KUALA LUMPUR, Oct 12 – Malaysia is deemed to have only partial revenue transparency and is ranked 22nd — below Papua New Guinea and Indonesia — in a report on government disclosure in oil, gas and minerals management in 41 resource rich countries by Revenue Watch Institute and Transparency International.
Brazil, Norway and Russia were declared as having the highest levels of disclosure in a report released recently.

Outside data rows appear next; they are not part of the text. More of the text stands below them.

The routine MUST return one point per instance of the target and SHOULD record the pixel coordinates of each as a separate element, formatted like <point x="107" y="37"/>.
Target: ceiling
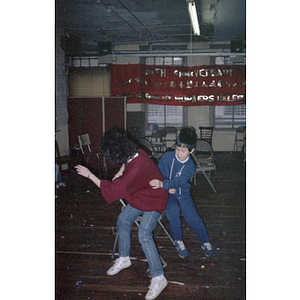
<point x="149" y="21"/>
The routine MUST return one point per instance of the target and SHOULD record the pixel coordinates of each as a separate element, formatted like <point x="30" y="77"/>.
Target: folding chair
<point x="239" y="138"/>
<point x="148" y="147"/>
<point x="203" y="168"/>
<point x="137" y="222"/>
<point x="206" y="134"/>
<point x="84" y="144"/>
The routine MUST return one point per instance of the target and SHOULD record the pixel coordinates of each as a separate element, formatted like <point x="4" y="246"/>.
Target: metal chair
<point x="84" y="144"/>
<point x="61" y="160"/>
<point x="204" y="152"/>
<point x="148" y="147"/>
<point x="203" y="168"/>
<point x="158" y="140"/>
<point x="206" y="134"/>
<point x="171" y="131"/>
<point x="137" y="222"/>
<point x="239" y="138"/>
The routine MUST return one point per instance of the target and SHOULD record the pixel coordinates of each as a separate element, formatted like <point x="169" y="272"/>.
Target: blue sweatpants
<point x="186" y="205"/>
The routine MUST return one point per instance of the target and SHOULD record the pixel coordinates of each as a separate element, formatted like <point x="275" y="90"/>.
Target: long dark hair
<point x="116" y="146"/>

Equatorial Guinea and Turkmenistan were seen as having the lowest levels of transparency.
The report noted that countries classified as having partial revenue transparency provide their citizens with information about their revenue from the extractive sector, yet have important transparency gaps in one or more specific categories of the index.
Among assessment criteria in which Malaysia scored a zero include: “Has this country adopted a rule or legislation that provides for disclosure of information in the oil, gas and mineral sectors?”, “Does a Parliamentary committee scrutinize audit reports on resource-related revenues?” and “Are government officials required to disclose information about their financial interest in any extractive activity or joint venture?”
Malaysia scored full marks for the criteria: “Does the agency (or agencies) in charge of receiving payments from resource companies have internal controls in place to monitor assets and prevent fraud?” and “Is there independent external validation of internal controls of agencies in charge of receiving payments from resource companies?”
It scored 33 marks out of a possible 100 for the criteria: “Are contracts, agreements or negotiated terms for exploration and production, regardless of the way they are granted, disclosed to the public?” and “Is the licensing process intended to be open and competitive to all interested companies?”
One of the main concerns regarding the management of oil and gas revenues is that Petronas is answerable only to the prime minister with little to no oversight.
The off-budget national oil company, which is entrusted with managing the nation’s oil and gas resources for all Malaysians, has been used in the past to help build the “extravagant” RM25 billion administrative capital Putrajaya and provide billions in subsidized natural gas to profit oriented industries.
MCA presidential council member Tan Sri Dr Fong Chan Onn also noted in a newspaper commentary earlier this year that Petronas is seen as a “controversial white knight” and having to bail out companies such as Konsortium Perkapalan in 1997.
Taxes and dividends paid by national oil company Petronas constitute over 40 per cent of the Malaysian government’s revenue.
The dividend payout ratio in the 2010 financial year was 74 per cent of profits as compared with 57 per cent in 2008 and 39 per cent in 2006.
The growing dividend payout ratio could affect the ability for Petronas to reinvest in the coming years.
Petronas, however, has taken some recent measures to increase public disclosure.
It held its first ever quarterly results briefing this month and expects to continue doing so.
“We aim to be rigorously frugal in our decisions, ensuring transparency and abiding by self imposed corporate governance standards of international levels,” said Petronas CEO Datuk Shamsul Azhar Abbas at the quarterly results briefing.